Pemerintah Indonesia berencana menerapkan kebijakan registrasi kartu SIM yang berbasis biometrik mulai 1 Januari 2026. Kebijakan ini diharapkan dapat meningkatkan akurasi identitas pelanggan sekaligus mengatasi maraknya kejahatan digital yang memanfaatkan nomor telepon dalam penipuan.
Langkah awal penerapan kebijakan ini bersifat sukarela bagi pelanggan baru hingga akhir Juni 2026. Setelah itu, seluruh pelanggan baru diharuskan untuk menggunakan metode biometrik dalam registrasi kartu SIM mereka.
Kebijakan ini disampaikan dalam forum diskusi mengenai ancaman kejahatan digital yang diselenggarakan oleh Kementerian Komunikasi dan Digital (Komdigi) bersama asosiasi penyelenggara telekomunikasi di Jakarta.
Pentingnya Kebijakan Registrasi Biometrik di Era Digital
Direktur Jenderal Ekosistem Digital Komdigi menyatakan bahwa kebijakan registrasi biometrik merupakan respons terhadap tingginya angka kejahatan digital. Dengan meningkatnya modus operandi penipuan, langkah ini penting untuk melindungi masyarakat.
Modus kejahatan seperti scam call, spoofing, dan social engineering banyak dilakukan dengan memanfaatkan identitas nomor telepon. Hal ini menunjukkan perlunya sistem yang lebih aman untuk mencegah penyalahgunaan data pelanggan.
Kerugian yang ditimbulkan akibat kejahatan digital mencapai angka yang sangat tinggi. Dengan lebih dari 30 juta panggilan penipuan setiap bulan, risiko bagi korban jelas ada, dan inisiatif ini diharapkan dapat mengurangi angka tersebut.
Data Strategis yang Mendorong Kebijakan Ini
Data dari lembaga anti penipuan di Indonesia menunjukkan bahwa terdapat ratusan ribu rekening berkaitan dengan praktik penipuan. Total kerugian yang tercatat sangat mencolok dan menggambarkan urgensi bagi pemerintah untuk bertindak cepat.
Angka pelanggan seluler yang tidak tervalidasi berbanding terbalik dengan data kasus penipuan, menunjukkan adanya celah yang harus ditangani secara serius. Kebijakan registrasi berbasis biometrik diharapkan mampu menjembatani kesenjangan ini.
Seiring dengan digitalisasi yang semakin maju, penting bagi masyarakat untuk memiliki rasa aman saat bertransaksi atau menggunakan layanan publik yang bergantung pada nomor telepon mereka.

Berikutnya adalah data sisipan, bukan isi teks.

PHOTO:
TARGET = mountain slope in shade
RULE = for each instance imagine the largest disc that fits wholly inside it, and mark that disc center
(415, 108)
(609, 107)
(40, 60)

Oleh karena itu, strategi ini menjadi langkah penting menuju perlindungan data pribadi.
Peran Operator Seluler dalam Implementasi Kebijakan
Asosiasi Penyelenggara Telekomunikasi Seluruh Indonesia (ATSI) menunjukkan komitmen dalam mendukung kebijakan registrasi SIM berbasis biometrik. Operator seluler dipastikan akan berkolaborasi untuk memastikan pelaksanaan kebijakan berjalan lancar.
Direktur Eksekutif ATSI menekankan bahwa kebijakan ini sangat penting untuk melindungi pelanggan di tengah kemajuan teknologi. Dengan bergantung pada nomor seluler untuk berbagai layanan, perlindungan identitas menjadi prioritas utama.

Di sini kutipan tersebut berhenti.